Stoppt die Hochzeit!
»Martin liebt mich nicht wirklich, sonst hätte er nicht so schnell aufgegeben. Ich glaube, er betrachtet meine Reise nach Michigan als sein Ticket in die Freiheit.«
Annabelle war dergleichen Meinung, sagte aber nichts. Sie wünschte sich allerdings, sie könnte ihrer Mutter einen Teil der Schmerzen abnehmen, die so deutlich spürbar waren.
Aber plötzlich änderte sich die Miene ihrer Mutter, und ihr Gesicht erstrahlte in einem Lächeln. »Aber ich hab solches Glück, dass ich dich habe«, sagte sie. Sie legte die Hände um Annabelles Gesicht. »Wir nutzen einfach die Zeit, die wir zusammen verbringen, um uns wieder näherzukommen. Das würde deinem Vater gefallen.«
Anna, versprich mir, dass du dich um deine Mutter kümmerst, wenn mir etwas zustößt.
»Ja«, stimmte Annabelle ihr zu, erleichtert, dass ihre Mutter auf dem Weg der Besserung zu sein schien.
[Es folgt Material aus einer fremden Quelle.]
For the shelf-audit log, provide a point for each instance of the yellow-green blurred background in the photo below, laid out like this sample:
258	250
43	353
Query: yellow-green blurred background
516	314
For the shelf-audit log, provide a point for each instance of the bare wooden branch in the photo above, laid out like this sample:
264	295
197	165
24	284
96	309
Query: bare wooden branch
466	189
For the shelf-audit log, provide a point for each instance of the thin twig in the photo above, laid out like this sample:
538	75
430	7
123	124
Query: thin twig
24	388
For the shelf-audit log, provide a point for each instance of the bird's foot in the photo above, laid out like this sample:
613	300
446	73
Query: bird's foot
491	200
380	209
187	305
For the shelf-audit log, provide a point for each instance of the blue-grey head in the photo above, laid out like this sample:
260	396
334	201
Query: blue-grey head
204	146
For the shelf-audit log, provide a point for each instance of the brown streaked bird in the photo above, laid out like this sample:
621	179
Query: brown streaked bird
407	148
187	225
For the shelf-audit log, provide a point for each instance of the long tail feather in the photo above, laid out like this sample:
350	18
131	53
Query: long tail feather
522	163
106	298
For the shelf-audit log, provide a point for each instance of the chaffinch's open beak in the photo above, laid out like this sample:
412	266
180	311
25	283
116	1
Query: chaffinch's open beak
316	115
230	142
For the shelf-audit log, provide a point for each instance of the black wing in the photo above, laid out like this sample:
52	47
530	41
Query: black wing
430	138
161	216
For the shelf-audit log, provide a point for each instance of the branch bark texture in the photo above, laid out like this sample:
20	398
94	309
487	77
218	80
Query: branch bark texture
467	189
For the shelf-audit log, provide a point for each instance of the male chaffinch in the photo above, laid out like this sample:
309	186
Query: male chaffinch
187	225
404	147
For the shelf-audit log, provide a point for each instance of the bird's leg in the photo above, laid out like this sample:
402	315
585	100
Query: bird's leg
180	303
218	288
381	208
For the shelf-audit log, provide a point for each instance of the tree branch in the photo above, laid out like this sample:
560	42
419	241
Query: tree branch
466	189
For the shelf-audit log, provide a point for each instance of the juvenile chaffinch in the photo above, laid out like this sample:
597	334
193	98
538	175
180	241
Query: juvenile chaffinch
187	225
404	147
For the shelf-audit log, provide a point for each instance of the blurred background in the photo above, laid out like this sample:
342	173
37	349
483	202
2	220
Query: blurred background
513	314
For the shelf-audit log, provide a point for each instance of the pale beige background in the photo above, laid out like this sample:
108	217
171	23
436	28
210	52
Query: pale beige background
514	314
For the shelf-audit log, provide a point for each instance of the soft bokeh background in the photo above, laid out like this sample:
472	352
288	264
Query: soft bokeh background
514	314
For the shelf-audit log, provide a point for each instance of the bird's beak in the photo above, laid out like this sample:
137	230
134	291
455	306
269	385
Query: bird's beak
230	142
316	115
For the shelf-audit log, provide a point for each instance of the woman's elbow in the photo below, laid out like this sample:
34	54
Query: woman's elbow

»Jetzt werde ich erstmal zu Ende packen«, sagte Belle und wischte sich die Wangen ab. »Wenn du vom Einkaufen zurückkommst, gehen wir die Blumenzwiebeln durch, die ich noch in der Garage habe, und suchen welche für den Garten deines neuen Hauses aus.« Sie lächelte. »Clay fragt sich bestimmt schon, wo du bleibst.« Sie strich Annabelle eine Strähne hinters Ohr. »Zumindest scheint ihr beide Freunde geworden zu sein.«
Annabelles Herz schlug einen wilden Trommelwirbel. »Wir sind wohl kaum Freunde, Mom.«
Belle tätschelte ihr die Hand. »Dann eben freundlich miteinander. Ich bin froh, dass Martin und meine Meinungsverschiedenheiten keinen Keil zwischen euch getrieben haben.«
»Mom …«
Belle drehte sich um und hängte das Hemd ihres Vaters zurück zu der Winterkleidung im Schrank. Sie schloss die Tür und zeigte Annabelle ein gelasseneres Gesicht. »Wir haben auch keine Milch mehr, Liebes, aber eine kleine Packung reicht, weil wir ja bald wegfahren.«
Und genauso schnell war Belle, die Frau, verschwunden und Belle, die Mutter, stand wieder vor ihr.
»Natürlich«, sagte Annabelle, als sie sich aus dem Zimmer zurückzog. »Es dauert nicht lange.«
Sie ging durch das Haus, während die Gefühle, die in ihr tobten, sie ganz durcheinander brachten – Bedauern, Erleichterung … und etwas Undefinierbares.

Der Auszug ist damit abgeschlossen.